CD44 antibody-targeted liposomal nanoparticles for molecular imaging and therapy of hepatocellular carcinoma.

Most hepatocellular carcinoma (HCC) therapies fail to target cancer stem cells (CSCs) and monitor cancer progression or regression. The purpose of this study was to evaluate the possibility of cancer imaging and simultaneously monitoring targeted therapy in a single animal by anti-CD44 antibody-mediated liposomal nanoparticle. In this study, an in situ liver tumor model was applied for therapy by injecting 1.0 × 10(6) HepG2 cells carrying a reporter system encoding a double fusion (DF) reporter gene consisting of firefly luciferase (Fluc) and green fluorescent protein (GFP) into the liver of NOD/SCID mice. A strategy was developed which specifically targeted HCC via anti-CD44 antibody-mediated liposomal nanoparticle delivery, loaded of either doxorubicin (Dox) or a triple fusion (TF) gene containing the herpes simplex virus truncated thymidine kinase (HSV-ttk) and renilla luciferase (Rluc) and red fluorescent protein (RFP).

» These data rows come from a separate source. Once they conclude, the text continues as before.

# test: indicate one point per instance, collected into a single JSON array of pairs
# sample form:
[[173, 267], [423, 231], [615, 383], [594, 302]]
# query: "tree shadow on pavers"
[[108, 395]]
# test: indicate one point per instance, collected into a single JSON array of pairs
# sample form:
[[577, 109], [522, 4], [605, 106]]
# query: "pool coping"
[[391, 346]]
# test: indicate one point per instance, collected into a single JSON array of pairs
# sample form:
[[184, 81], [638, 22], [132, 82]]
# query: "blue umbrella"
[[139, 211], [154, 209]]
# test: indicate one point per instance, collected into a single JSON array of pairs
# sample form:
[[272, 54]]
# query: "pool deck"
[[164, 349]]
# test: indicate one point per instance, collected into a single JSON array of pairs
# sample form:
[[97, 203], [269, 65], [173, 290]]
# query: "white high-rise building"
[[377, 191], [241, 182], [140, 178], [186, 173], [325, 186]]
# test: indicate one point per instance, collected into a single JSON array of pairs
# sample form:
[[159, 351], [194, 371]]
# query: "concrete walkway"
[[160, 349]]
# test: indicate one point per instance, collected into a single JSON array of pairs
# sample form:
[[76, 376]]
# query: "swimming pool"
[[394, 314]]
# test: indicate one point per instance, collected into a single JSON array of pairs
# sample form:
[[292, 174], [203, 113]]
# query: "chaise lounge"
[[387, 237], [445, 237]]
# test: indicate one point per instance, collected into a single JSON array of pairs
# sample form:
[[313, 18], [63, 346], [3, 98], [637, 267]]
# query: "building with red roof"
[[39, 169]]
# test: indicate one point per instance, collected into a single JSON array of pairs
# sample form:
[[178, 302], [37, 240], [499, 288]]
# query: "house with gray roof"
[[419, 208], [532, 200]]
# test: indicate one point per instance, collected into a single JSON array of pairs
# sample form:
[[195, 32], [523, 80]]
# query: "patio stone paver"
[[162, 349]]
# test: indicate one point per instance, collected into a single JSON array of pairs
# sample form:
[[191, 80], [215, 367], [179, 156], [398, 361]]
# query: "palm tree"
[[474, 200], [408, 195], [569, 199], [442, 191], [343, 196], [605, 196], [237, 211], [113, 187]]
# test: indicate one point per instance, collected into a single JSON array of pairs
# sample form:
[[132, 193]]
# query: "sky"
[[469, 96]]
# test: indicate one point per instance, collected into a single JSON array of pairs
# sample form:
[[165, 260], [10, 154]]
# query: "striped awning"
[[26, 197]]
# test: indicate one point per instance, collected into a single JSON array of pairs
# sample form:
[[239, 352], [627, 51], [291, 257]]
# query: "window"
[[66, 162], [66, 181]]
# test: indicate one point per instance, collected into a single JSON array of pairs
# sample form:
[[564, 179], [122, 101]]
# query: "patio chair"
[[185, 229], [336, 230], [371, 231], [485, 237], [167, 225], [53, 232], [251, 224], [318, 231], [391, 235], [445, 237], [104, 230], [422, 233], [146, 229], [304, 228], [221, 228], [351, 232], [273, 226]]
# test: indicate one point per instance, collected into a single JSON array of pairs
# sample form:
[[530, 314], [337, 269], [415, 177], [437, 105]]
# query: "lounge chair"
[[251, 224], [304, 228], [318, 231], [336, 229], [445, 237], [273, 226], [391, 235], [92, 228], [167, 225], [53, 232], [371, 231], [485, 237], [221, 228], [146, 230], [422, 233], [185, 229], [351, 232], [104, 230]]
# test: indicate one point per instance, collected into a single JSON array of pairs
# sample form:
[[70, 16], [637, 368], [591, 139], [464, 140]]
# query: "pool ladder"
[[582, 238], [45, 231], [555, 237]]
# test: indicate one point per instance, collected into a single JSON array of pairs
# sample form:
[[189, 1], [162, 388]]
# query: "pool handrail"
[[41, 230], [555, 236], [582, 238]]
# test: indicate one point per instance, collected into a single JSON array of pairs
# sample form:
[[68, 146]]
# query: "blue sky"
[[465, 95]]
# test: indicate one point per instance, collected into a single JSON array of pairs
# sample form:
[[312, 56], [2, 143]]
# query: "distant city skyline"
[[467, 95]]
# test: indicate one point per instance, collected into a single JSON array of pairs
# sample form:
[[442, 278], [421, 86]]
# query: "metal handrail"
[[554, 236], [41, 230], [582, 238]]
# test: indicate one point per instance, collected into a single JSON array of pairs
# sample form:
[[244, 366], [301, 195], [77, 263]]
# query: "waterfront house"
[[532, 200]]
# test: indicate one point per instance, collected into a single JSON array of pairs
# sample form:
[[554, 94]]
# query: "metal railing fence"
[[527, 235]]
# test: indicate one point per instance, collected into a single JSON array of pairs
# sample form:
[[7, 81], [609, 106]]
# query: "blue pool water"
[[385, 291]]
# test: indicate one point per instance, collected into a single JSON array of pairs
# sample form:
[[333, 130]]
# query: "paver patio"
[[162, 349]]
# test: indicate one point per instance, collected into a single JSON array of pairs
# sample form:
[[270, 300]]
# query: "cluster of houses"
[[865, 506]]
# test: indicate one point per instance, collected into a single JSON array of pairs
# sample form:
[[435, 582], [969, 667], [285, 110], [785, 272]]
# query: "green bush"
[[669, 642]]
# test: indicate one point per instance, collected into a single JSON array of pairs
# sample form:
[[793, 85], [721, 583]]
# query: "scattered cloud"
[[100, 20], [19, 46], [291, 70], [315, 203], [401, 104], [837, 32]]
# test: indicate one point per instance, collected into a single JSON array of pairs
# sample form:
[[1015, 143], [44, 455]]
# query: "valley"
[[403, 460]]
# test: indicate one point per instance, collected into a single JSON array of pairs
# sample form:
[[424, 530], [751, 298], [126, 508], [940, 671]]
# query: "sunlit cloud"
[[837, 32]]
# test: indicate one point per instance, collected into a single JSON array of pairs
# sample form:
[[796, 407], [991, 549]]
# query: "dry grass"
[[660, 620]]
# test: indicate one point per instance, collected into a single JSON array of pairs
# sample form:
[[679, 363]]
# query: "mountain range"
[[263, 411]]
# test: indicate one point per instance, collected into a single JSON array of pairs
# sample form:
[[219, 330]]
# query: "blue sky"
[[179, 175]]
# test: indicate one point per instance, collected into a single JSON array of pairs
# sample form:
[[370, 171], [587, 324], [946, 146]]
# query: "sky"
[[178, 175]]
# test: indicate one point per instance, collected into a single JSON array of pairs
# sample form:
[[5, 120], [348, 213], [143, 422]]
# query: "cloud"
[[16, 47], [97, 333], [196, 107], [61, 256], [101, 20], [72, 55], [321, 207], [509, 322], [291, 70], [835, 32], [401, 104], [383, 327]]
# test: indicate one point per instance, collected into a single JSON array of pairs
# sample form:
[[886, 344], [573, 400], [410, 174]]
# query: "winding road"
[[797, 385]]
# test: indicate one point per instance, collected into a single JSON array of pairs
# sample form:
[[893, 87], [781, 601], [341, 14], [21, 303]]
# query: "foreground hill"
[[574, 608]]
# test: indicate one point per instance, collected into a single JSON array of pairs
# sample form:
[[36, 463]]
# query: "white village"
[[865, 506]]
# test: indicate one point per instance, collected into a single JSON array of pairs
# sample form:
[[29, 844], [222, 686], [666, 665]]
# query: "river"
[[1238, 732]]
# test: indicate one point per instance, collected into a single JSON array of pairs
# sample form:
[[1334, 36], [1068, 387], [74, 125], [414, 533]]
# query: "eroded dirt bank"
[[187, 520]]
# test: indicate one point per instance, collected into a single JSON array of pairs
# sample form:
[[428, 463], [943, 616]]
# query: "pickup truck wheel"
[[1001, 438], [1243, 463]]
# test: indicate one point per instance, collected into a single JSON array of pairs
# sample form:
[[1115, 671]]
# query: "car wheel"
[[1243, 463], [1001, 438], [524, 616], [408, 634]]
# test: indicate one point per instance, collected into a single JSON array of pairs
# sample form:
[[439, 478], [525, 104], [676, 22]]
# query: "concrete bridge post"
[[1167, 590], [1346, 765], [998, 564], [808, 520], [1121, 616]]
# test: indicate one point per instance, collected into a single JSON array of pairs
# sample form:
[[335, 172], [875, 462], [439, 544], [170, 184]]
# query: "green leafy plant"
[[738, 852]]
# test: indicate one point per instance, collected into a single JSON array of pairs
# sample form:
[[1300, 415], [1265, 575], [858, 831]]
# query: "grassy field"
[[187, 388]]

The NOD/SCID mice were subsequently treated with ganciclovir (GCV) and the growth status of tumor was monitored by optical bioluminescence imaging (BLI) of Fluc and specific targeting of the liposomal nanoparticle was tracked by Rluc imaging. CD44 antibody-mediated liposomal nanoparticle, loaded of TF plasmids, were shown to be useful for monitoring and evaluating targeting efficacy and gene therapy by non-invasive molecular imaging. Here, we demonstrate the time intensive preclinical steps involved in molecular target identification, validation, and characterization by dual molecular imaging. This targeted and traceable therapeutic strategy has potential advantages to overcome the problems of conventional tumor therapy and may open a new application for the treatment of HCC by targeting CSCs.